La PPL devrait être votée par les groupes RN, UDR, LR, Renaissance et Horizons. Les élus Modem, eux, ne voteront pas un « texte mal embarqué qui dessert la cause qu’il entend défendre », selon les mots de la députée Perrine Goulet. Mais cela devrait suffire à obtenir une majorité absolue de plus de 300 voix – d’autant que le choix d’un vote solennel, demandé par le président du groupe Renaissance, Gabriel Attal, devrait permettre de s’assurer que tous les bancs soient pleins ce jour-là. « L’émergence d’un bloc du RN à Renaissance en faveur de la loi fait la démonstration qu’il ne s’agit pas d’une loi de lutte contre l’antisémitisme, mais d’une loi des soutiens à la politique d’Israël », juge Elsa Faucillon.
Le Sénat, dominé par la droite, ne devrait pas s’y opposer. À voir si le Conseil constitutionnel laissera passer un texte contrevenant potentiellement à la jurisprudence de la Cour européenne des droits de l’homme sur la liberté d’expression, comme le pointent de nombreux juristes…
Portant le nom de la députée macroniste Caroline Yadan (élue dans la circonscription des Français de l’étranger incluant Israël), la PPL vise en effet explicitement, dans son exposé des motifs, à encadrer la critique de la politique israélienne en considérant que de nombreux propos antisionistes relèvent de l’antisémitisme. Toutefois, les articles tels qu’ils sont rédigés ne font aucune mention à l’État israélien, et ont donc une portée plus générale.

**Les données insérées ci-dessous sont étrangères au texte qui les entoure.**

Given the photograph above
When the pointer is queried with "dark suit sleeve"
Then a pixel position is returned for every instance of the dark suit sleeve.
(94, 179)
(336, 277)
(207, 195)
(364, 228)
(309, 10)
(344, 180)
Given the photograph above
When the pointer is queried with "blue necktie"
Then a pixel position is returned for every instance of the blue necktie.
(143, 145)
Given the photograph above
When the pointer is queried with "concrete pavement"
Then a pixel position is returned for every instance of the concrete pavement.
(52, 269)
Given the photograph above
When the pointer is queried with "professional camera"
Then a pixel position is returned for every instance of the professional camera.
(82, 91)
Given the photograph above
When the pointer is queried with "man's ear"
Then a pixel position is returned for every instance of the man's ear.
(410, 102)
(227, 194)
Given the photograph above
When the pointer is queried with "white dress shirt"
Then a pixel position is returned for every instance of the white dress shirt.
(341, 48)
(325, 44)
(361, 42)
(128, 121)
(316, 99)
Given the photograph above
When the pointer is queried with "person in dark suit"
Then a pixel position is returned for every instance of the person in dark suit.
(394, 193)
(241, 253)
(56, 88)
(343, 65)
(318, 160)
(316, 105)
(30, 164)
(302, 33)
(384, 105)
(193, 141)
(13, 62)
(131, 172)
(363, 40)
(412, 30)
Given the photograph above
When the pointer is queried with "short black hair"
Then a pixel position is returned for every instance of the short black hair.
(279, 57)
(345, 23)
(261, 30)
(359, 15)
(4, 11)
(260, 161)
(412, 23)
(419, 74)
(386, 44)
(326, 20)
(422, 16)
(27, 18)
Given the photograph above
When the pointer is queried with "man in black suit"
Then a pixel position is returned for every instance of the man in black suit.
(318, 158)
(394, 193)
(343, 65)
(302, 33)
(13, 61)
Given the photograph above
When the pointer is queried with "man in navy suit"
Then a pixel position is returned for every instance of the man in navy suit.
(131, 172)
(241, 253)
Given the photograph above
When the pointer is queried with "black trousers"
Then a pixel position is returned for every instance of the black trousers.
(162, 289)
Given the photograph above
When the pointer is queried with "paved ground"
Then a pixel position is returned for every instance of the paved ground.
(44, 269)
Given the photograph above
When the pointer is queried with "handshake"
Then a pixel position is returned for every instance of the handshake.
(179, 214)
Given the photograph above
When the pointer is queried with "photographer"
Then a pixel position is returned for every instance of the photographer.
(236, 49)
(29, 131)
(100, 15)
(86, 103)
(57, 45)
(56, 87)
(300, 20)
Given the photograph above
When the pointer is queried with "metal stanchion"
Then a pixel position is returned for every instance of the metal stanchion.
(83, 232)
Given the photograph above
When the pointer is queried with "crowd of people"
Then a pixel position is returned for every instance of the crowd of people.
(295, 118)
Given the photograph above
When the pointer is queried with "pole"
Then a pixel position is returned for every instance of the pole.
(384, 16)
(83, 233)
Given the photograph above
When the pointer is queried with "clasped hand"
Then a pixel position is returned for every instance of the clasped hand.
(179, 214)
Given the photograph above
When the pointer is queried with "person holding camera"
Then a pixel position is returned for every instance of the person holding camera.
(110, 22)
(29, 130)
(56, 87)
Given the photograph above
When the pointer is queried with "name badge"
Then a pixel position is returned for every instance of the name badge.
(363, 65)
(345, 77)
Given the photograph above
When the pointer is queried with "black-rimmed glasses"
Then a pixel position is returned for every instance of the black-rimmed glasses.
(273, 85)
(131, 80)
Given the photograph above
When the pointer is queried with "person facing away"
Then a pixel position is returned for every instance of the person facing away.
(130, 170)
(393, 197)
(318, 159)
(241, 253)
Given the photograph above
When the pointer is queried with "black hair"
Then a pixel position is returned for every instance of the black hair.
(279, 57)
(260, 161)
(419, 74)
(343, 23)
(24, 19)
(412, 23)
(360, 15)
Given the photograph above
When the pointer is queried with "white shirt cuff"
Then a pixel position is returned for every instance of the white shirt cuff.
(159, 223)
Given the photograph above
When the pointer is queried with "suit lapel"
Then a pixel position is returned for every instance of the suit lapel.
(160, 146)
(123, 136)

D’abord, ils punissent les « provocations ou apologies, même implicites, du terrorisme », terme flou laissant le champ libre à l’interprétation des juges (lire l’entretien page 2).

Condamner des slogans pro-palestiniens
Ensuite, le texte entend sanctionner le « fait de provoquer publiquement à la destruction d’un État reconnu par la République française ». Caroline Yadan n’a pas caché son intention de faire condamner ici pour antisémitisme des slogans pro-palestiniens comme « De la mer au Jourdain », qui relève selon elle de la volonté de voir disparaître Israël. Là encore, la rédaction de l’article suppose un champ d’application plus large.
Exemple par l’absurde : réclamer la réunification des deux Corées, et donc la disparition d’un des deux États, pourrait virtuellement conduire à être condamné… au nom de la lutte contre l’antisémitisme. Dans une première mouture, le texte prévoyait même de condamner ceux qui nient l’existence d’un État reconnu par la France, mais ce passage a été judicieusement retiré : Caroline Yadan, opposée à la reconnaissance de l’État de Palestine, serait tombée sous le coup de sa propre loi.
Enfin, le texte prévoit d’élargir la loi Gayssot sur les propos négationnistes. « Constitue une contestation (de la Shoah) une négation, une minoration ou une banalisation outrancière », peut-on y lire. Qu’est-ce qu’une banalisation outrancière, du point de vue du droit ? Là encore, la formulation floue laisse le champ libre à l’arbitraire des juges.
« La comparaison de l’État d’Israël au régime nazi serait sanctionnée comme une banalisation outrancière de la Shoah », proposait, dans sa première version, la PPL Yadan, avant que le « délit de comparaison » ne soit supprimé lui aussi lors de l’examen du texte en commission. Ce qui n’a pas empêché la ministre en charge de la Lutte contre les discriminations, Aurore Bergé, de sous-entendre que cela permettrait de poursuivre ceux qui emploient le terme de « génocidaires » pour désigner les soutiens à la politique israélienne.